Kellyanne Conway's "Bowling Green Massacre" wasn't one-time slip-up, Cosmo reveals

Trump adviser cites non-existent 'massacre'
Trump adviser cites non-existent 'massacre'

Kellyanne Conway said she misspoke "one word" on MSNBC's "Hardball" last week. But it turns out that she had mentioned the made-up "Bowling Green massacre" at least once before.

Cosmopolitan's Kristen Mascia reported Monday that Conway brought up the "masterminds behind the Bowling Green massacre" in a January 29 telephone interview. Cosmo didn't print the quote at the time.

Conway, a senior advisor to President Trump, said the same thing on "Hardball with Chris Matthews" four days later. After the interview aired, the "massacre" claim was widely derided. A handful of New Yorkers and hundreds of people in Bowling Green even held fake vigils to remember non-existent victims.

Monday's disclosure by Cosmo is likely to cause even more scrutiny of Conway's credibility.

Related: Will Trump give Conway leniency he won't give media?

Conway did not respond to a request for comment from CNN on Monday.

During the January 29 interview, Mascia wondered what Conway was talking about, so she Googled the phrase and couldn't find any supporting evidence. Mascia moved on without following up, just as Matthews did during his interview of Conway for MSNBC.

"I was trying to mow through a list of fact checking and follow-up questions that day and had little time to follow her down her usual rabbit holes," Mascia wrote on Facebook Monday.

Later, working with her editors, "we made an editorial choice not to churn out misinformation into the atmosphere without doing proper digging," she wrote.

In light of the MSNBC flap, Mascia and her editors reviewed her transcript and decided to publish the quotes.

Conway defended Trump's controversial travel ban to Mascia by saying that former President Obama similarly enacted a "ban on Iraqi refugees" in 2011.

"He did, it's a fact," Conway said, according to Cosmo's transcript.

(The move was different from Trump's travel ban, as CNN explained here.)

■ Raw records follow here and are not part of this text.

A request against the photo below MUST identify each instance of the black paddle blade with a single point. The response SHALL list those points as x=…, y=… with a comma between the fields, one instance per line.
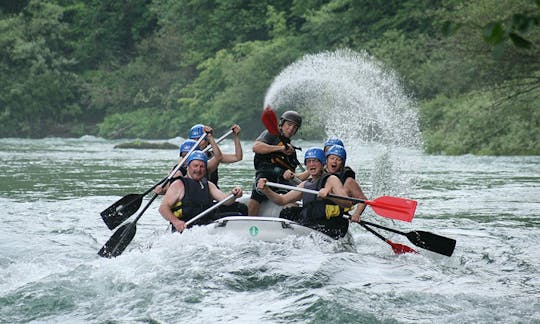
x=119, y=241
x=432, y=242
x=121, y=210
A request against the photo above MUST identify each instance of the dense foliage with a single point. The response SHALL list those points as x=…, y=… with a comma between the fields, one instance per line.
x=153, y=68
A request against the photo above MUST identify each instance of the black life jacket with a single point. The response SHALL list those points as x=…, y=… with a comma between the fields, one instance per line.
x=266, y=163
x=322, y=214
x=196, y=199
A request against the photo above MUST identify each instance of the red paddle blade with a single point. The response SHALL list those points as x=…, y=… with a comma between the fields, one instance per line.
x=400, y=248
x=393, y=207
x=269, y=119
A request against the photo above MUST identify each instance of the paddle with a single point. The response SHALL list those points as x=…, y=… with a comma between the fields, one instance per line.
x=426, y=240
x=396, y=247
x=124, y=235
x=269, y=119
x=386, y=206
x=122, y=209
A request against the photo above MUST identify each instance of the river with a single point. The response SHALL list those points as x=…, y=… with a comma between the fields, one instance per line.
x=52, y=191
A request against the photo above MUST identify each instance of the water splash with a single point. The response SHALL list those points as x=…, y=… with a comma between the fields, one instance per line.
x=350, y=95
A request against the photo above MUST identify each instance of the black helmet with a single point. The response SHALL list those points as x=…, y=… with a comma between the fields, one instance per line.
x=293, y=117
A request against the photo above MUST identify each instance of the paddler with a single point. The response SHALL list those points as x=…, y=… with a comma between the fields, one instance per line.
x=318, y=211
x=274, y=155
x=188, y=196
x=336, y=156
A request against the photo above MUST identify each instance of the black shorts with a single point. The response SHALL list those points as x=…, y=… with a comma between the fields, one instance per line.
x=260, y=196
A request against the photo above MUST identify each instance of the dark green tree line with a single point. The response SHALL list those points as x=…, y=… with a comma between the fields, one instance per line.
x=152, y=68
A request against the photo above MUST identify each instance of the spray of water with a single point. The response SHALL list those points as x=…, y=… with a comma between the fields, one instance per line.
x=352, y=96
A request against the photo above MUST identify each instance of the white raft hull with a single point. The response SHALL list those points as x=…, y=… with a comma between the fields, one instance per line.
x=262, y=228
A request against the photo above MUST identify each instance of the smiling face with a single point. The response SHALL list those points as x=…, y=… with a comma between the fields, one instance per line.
x=197, y=170
x=333, y=163
x=314, y=166
x=203, y=144
x=289, y=129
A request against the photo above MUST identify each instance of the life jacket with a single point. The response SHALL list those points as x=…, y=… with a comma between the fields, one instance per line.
x=266, y=163
x=322, y=214
x=213, y=176
x=196, y=199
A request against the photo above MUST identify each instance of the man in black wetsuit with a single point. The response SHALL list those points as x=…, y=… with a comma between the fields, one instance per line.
x=273, y=156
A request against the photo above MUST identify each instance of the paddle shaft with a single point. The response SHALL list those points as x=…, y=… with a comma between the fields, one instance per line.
x=383, y=227
x=206, y=149
x=315, y=192
x=426, y=240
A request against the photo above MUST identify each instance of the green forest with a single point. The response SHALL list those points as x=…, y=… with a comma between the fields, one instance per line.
x=153, y=68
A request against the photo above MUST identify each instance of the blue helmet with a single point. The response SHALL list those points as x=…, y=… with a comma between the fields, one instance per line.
x=187, y=145
x=197, y=155
x=337, y=150
x=315, y=153
x=196, y=131
x=333, y=141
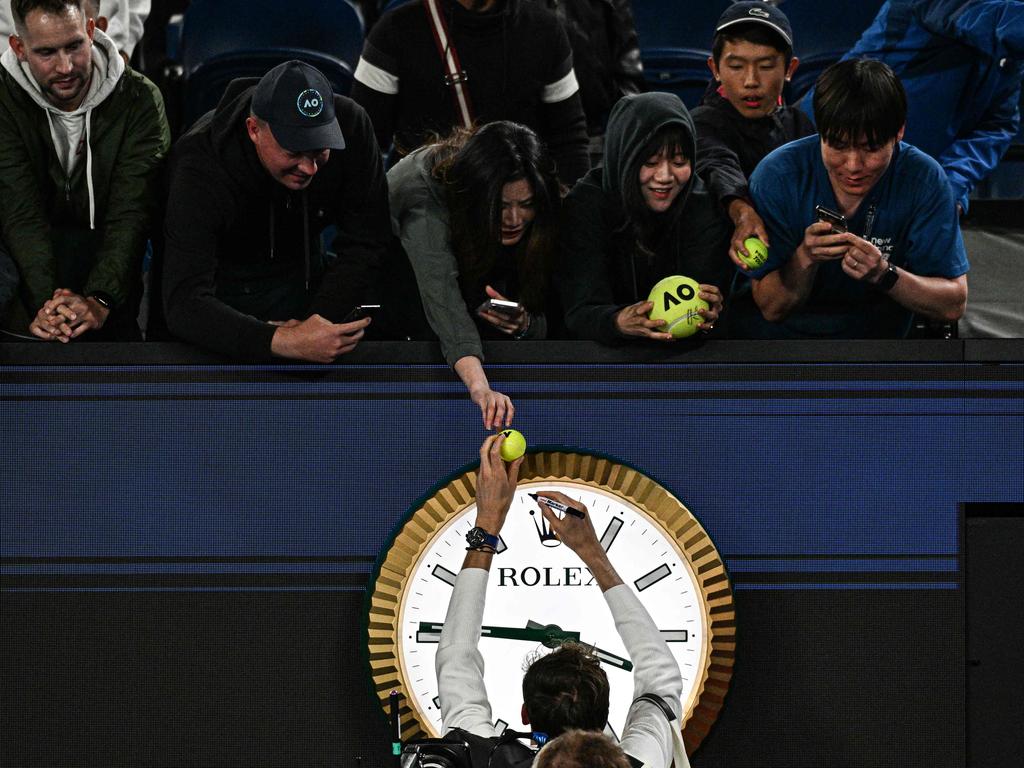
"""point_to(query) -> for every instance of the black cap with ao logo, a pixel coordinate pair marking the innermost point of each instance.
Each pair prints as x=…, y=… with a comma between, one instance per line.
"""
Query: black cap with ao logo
x=297, y=101
x=757, y=11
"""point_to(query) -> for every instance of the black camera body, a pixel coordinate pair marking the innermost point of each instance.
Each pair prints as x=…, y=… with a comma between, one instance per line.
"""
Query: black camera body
x=436, y=753
x=460, y=749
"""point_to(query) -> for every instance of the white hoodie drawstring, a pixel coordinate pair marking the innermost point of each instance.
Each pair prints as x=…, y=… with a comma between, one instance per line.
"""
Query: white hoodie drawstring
x=88, y=169
x=66, y=163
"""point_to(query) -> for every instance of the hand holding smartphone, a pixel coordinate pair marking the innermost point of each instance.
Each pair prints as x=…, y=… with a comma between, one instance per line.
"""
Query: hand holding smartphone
x=501, y=306
x=838, y=220
x=363, y=310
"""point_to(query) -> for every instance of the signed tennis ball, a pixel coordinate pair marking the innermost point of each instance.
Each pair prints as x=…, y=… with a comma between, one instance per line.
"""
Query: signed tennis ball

Conway continued: "Why did he do that? He did that for exactly the same reasons. He did that because two Iraqi nationals came to this country, joined ISIS, traveled back to the Middle East to get trained and refine their terrorism skills and come back here and were the masterminds behind the Bowling Green massacre of taking innocent soldiers' lives away."

There was no massacre. Two Iraqi refugees were charged and convicted of trying to send weapons to Iraq, with the aim of attacking American troops there, but the plot was foiled. There was no plot to attack Bowling Green.

Conway said in an interview with Fox News before the Cosmo transcript was revealed that she simply "misspoke" on MSNBC, but that her "haters" would be talking about it "for a week."

The Cosmo interview suggests otherwise.

Mascia wrote on Facebook that when she saw the "Hardball" interview, "it didn't surprise me that the comment was premeditated and that she'd tried it on multiple writers (who knows who else she auditioned it with, frankly). But others out there may not know this about her, and they should. We must call out the WH for stuff like this because it's egregious and totally unacceptable."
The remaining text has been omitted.